The Bears drove to third down and one at midfield and made another “daring” call–a trap to the lone back, Harris. Tame as that play might have been, just as in the Green Bay game Harris burst through a hole, past everyone at the line of scrimmage, and into the clear. He romped 59 yards for a score that put the Bears up 24-20 midway through the fourth quarter. It appeared that, finally, the Bears’ luck might outweigh their inferiority.

“Can Bears stop Carter and Reed?” I jotted in my notebook, and the anxiety was well placed. Johnson threw again and again to Reed and Cris Carter–they finished with 12 and 9 catches on the day–usually to whoever was being guarded by Walt Harris. The Vikes drove to first and goal, but Carter missed a one-handed catch in the end zone, the Vikes committed a costly penalty (negating a touchdown), and Flanigan made a terrific sack, pushing the Vikes beyond the 40-yard mark for a field goal. Greg Davis missed the attempt. But then the Bears were three and out with a cautious series, and the Vikes got the ball back with plenty of time for another drive.

Johnson to Carter, Johnson to Reed–whoever Harris guarded–was it them or was it the defender? The answer came on the winning Minnesota score, a pass to none other than Chris Walsh, guarded by Harris. Or was it Wannstedt’s fault? That final Minnesota score found Harris playing eight yards off Walsh, even though Minnesota had the ball inside the Bears’ 10. Harris, in short, was in a defensive scheme that had him just inside the Bears’ goal line on a play the Vikings had to score on to win. Walsh ran straight at him, cut to the outside–without Harris even touching him–caught the ball, and tumbled over the goal line. The Bears’ defensive coordinator, Bob Slowik, later accepted the blame for sending in the wrong defense.

There isn’t enough blame to go around for a loss like that–but there soon will be. The Bears have a hellacious schedule that finds them playing their third division rival this weekend–the Detroit Lions here at home–followed by road games against the Super Bowl-contending New England Patriots and Dallas Cowboys. That’s just a warm-up for a home game against Ditka and the Saints in front of a national cable-TV audience, followed by the Pack at home, the Dolphins in Miami, the Washington Redskins back in Chicago, and the Vikings in Minnesota. It’s not out of the question that the Bears could be 0-10 by then, and that would still leave two games against up-and-coming division rivals the Tampa Bay Buccaneers.
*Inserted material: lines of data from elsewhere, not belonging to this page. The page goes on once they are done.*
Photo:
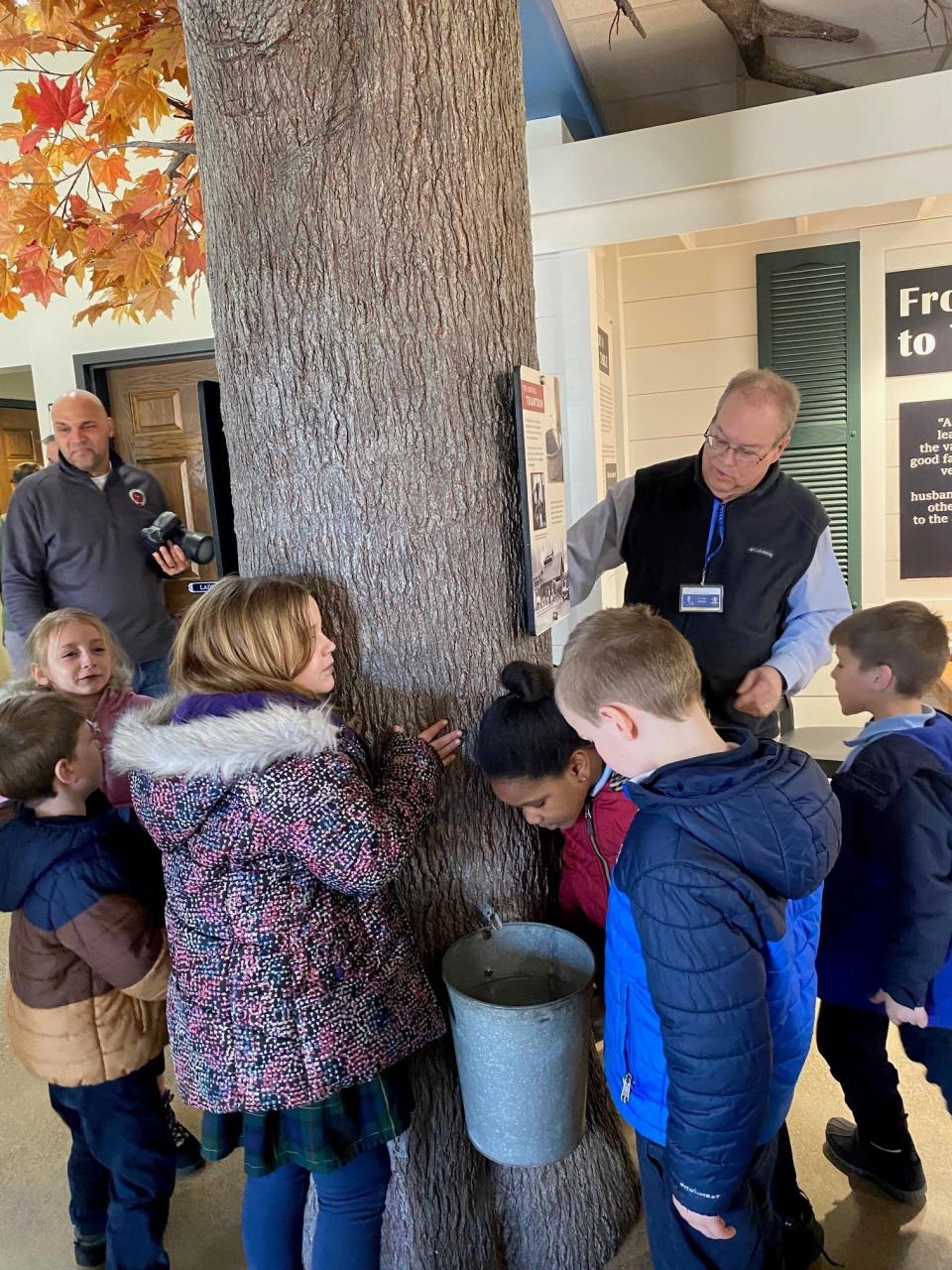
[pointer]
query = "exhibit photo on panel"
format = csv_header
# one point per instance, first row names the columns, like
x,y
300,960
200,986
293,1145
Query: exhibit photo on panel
x,y
542,488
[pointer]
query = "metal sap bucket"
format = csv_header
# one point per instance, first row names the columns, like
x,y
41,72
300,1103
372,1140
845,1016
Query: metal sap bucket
x,y
521,1014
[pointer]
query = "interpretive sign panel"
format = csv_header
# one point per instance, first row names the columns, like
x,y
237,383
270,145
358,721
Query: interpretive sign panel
x,y
925,489
542,484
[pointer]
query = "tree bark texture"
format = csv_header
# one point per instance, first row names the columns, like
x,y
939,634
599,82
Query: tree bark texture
x,y
371,280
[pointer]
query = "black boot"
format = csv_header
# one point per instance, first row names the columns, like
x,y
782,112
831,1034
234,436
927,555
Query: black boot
x,y
897,1171
802,1237
188,1152
89,1248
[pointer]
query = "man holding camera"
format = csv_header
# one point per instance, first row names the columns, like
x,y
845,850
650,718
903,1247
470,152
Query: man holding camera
x,y
73,539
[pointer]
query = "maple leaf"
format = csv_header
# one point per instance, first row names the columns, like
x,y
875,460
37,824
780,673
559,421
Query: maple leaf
x,y
10,305
55,107
91,314
42,285
109,171
96,238
31,140
137,266
23,100
145,226
155,300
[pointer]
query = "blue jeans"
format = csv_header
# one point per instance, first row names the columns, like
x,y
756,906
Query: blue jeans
x,y
676,1246
349,1218
151,679
121,1167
It doesn’t take much to see that Wannstedt’s future–just as if he were a college coach–will come down to one game, the big sudden rivalry with Ditka and the Saints. If he loses that game–and he has already lost to Ditka in the preseason–he’ll be toast. Not even McCaskey will be able to rationalize that one. McCaskey, however, might be able to gloat over one noteworthy achievement: After getting Nike to sponsor the Bears in exchange for putting its trademark swoosh on their uniforms, McCaskey might be able to charge Nike double to take it off.